A rough week for stocks sends the major averages into the close with meaningful losses. As the markets chalk up their first down week since October 7, when they finished fractionally lower. Since last Friday’s close the S&P 500 has lost 111 points or 1.62%; the NASDAQ fell 720 points or 3.04%; while the Dow slipped 676 points or 1.42%
The Gift That Keeps On Giving
Covid-19 changed the world, and many would argue. Not for the better. One of the hallmarks of significant events such as this is the law of unintended consequences. Covid radically altered the concept of work. Particularly white-collar office work. Something that is showing up in record office vacancy, and now mortgage delinquency rates. The latest data from Trepp. Shows that the CMBS or commercial mortgage backed securities used to finance large office properties. Have seen their delinquency rates blow out to a record 11.8% in October, surpassing the previous record set during the Great Financial Crisis or GFC back in 2012. Thanks to Trepp and Wolfstreet for the chart.

Housing Affordability
Another unintended victim of the Covid fiasco. While slightly off its record 2022 high, remains patently unaffordable based on the price to income ratio. It is harder to calculate than the usual affordability metrics quoted. Due to the significant lags associated with income data. Nonetheless it is one of the better metrics of home affordability. Thanks to CalculatedRisk for the chart.

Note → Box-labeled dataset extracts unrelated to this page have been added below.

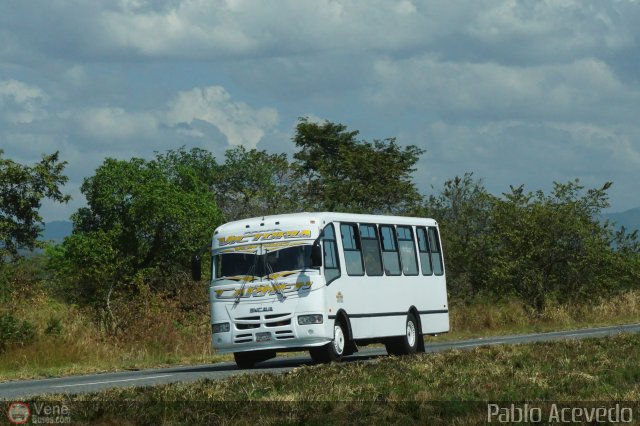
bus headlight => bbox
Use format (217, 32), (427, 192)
(211, 322), (231, 333)
(298, 314), (322, 325)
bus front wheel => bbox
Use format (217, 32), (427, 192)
(309, 321), (347, 363)
(385, 313), (422, 355)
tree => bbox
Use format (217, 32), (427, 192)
(0, 150), (70, 263)
(293, 118), (424, 214)
(486, 180), (640, 313)
(213, 146), (300, 221)
(421, 173), (496, 298)
(54, 149), (222, 329)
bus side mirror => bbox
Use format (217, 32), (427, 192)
(191, 254), (202, 281)
(311, 240), (322, 268)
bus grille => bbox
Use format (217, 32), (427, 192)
(233, 312), (295, 343)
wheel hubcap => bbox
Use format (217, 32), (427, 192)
(407, 321), (416, 347)
(333, 325), (344, 355)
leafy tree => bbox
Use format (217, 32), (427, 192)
(213, 146), (299, 221)
(421, 173), (496, 298)
(0, 150), (70, 264)
(57, 149), (222, 331)
(293, 118), (424, 214)
(488, 180), (640, 312)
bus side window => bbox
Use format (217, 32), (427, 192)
(340, 223), (364, 275)
(429, 226), (444, 275)
(360, 224), (382, 276)
(416, 227), (433, 275)
(380, 225), (400, 275)
(397, 226), (418, 275)
(322, 223), (340, 284)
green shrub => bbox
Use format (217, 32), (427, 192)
(0, 312), (36, 352)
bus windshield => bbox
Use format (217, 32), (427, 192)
(214, 244), (319, 280)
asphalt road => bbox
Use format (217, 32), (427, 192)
(0, 324), (640, 400)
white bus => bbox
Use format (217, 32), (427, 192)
(198, 212), (449, 368)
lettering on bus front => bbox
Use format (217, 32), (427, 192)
(214, 281), (313, 299)
(218, 229), (311, 247)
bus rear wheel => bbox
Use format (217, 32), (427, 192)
(385, 312), (422, 355)
(309, 321), (347, 363)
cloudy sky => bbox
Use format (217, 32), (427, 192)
(0, 0), (640, 221)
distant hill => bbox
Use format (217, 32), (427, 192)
(602, 207), (640, 231)
(39, 220), (73, 243)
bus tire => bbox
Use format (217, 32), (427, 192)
(309, 320), (347, 364)
(384, 312), (422, 355)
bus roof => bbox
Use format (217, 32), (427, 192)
(215, 212), (437, 235)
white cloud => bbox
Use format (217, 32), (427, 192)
(71, 107), (159, 146)
(370, 55), (640, 121)
(167, 86), (278, 148)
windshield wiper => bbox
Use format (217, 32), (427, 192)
(234, 263), (256, 303)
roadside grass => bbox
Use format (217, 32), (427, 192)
(25, 334), (640, 424)
(0, 291), (640, 381)
(444, 290), (640, 340)
(0, 294), (231, 381)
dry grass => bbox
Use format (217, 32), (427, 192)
(0, 288), (640, 380)
(441, 290), (640, 340)
(0, 293), (229, 380)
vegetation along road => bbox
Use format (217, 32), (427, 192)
(0, 324), (640, 400)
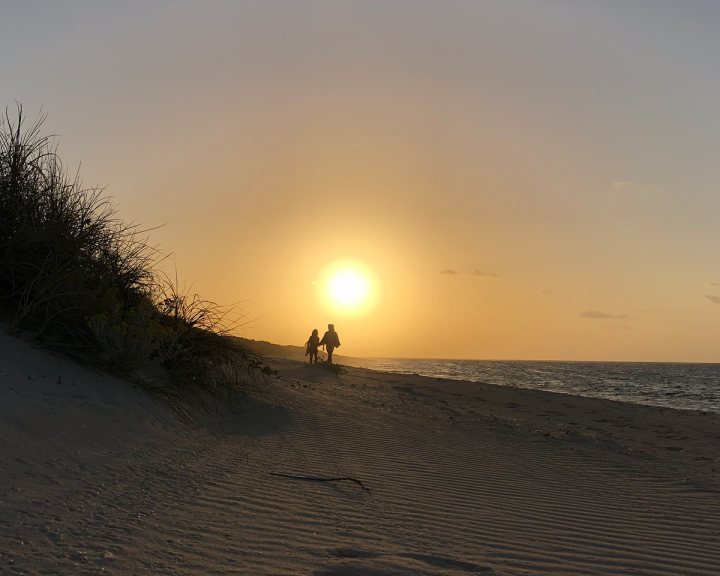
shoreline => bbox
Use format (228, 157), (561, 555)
(0, 335), (720, 576)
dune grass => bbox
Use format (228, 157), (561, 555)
(0, 105), (268, 409)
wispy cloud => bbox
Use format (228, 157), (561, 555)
(580, 310), (625, 320)
(612, 180), (665, 194)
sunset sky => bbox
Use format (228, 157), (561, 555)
(0, 0), (720, 362)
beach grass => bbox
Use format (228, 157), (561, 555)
(0, 104), (264, 409)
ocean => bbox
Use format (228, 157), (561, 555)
(343, 358), (720, 413)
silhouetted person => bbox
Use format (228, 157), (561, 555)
(320, 324), (340, 364)
(305, 328), (320, 364)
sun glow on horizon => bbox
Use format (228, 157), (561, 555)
(328, 272), (370, 306)
(318, 261), (376, 316)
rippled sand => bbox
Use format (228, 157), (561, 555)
(0, 335), (720, 576)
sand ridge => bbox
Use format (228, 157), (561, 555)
(0, 336), (720, 576)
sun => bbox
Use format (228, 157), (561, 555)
(328, 272), (370, 307)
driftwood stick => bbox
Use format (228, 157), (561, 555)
(268, 472), (370, 492)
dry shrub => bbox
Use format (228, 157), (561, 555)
(0, 105), (269, 408)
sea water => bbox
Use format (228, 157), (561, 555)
(343, 358), (720, 413)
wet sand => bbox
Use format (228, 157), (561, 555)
(0, 335), (720, 576)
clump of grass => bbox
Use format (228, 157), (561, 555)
(0, 105), (269, 408)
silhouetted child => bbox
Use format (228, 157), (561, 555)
(320, 324), (340, 364)
(305, 328), (320, 364)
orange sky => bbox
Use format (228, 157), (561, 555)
(0, 0), (720, 362)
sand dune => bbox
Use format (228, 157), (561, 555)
(0, 335), (720, 576)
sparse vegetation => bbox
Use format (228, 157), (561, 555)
(0, 105), (269, 410)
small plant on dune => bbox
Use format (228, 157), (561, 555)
(0, 105), (272, 408)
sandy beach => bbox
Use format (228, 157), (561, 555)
(0, 334), (720, 576)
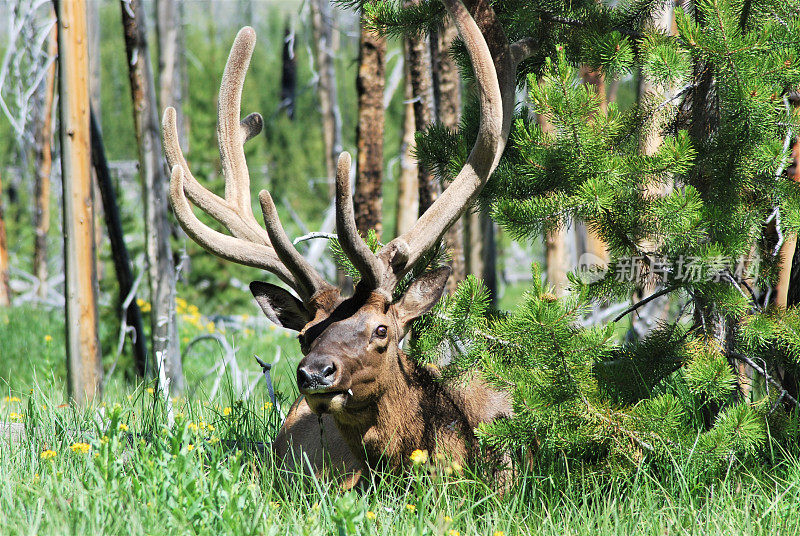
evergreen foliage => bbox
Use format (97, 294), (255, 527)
(372, 0), (800, 477)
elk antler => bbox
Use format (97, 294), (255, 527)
(163, 27), (334, 303)
(336, 0), (516, 294)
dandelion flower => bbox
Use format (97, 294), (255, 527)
(69, 443), (92, 454)
(411, 449), (428, 465)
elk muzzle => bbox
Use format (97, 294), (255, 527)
(297, 356), (342, 394)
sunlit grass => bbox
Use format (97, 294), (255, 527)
(0, 307), (800, 536)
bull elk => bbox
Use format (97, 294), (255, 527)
(163, 0), (530, 486)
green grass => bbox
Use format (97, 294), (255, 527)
(0, 309), (800, 536)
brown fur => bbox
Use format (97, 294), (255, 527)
(298, 281), (511, 470)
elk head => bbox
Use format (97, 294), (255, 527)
(163, 0), (517, 442)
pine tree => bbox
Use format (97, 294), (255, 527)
(364, 0), (800, 476)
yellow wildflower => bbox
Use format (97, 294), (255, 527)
(69, 443), (92, 454)
(411, 449), (428, 465)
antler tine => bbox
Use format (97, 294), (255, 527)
(163, 27), (331, 301)
(258, 190), (333, 301)
(336, 152), (384, 289)
(217, 26), (264, 219)
(378, 0), (514, 288)
(169, 166), (298, 288)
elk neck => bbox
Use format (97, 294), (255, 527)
(334, 348), (490, 469)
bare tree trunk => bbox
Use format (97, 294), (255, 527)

Using data from the Case-Shiller house price index and the 2024 Census Bureau nominal median household income series. Estimated 4% income growth for 2025. We find that while the price to income ratio is slightly off its recent record high. Incomes still need to rise significantly from here.
Show Me The Money
With the 3rd quarter earnings reporting season for the S&P 500 companies 91% complete. Results are well ahead of expectations according to FactSet Research. Surprising as analysts are an unusually optimistic bunch as a general rule. A fourth consecutive quarter of double digit earnings growth is tracking 13.1%. Far higher than the anemic 8% expected at the end of September. Revenues are also running strong up 8.3%, a 3-year high. So much for the doom and gloom crowd and their dire predictions earlier this year. Wrong on GDP, wrong on inflation, wrong on earnings, and wrong on the markets.
Have a great weekend everyone! See you next Friday.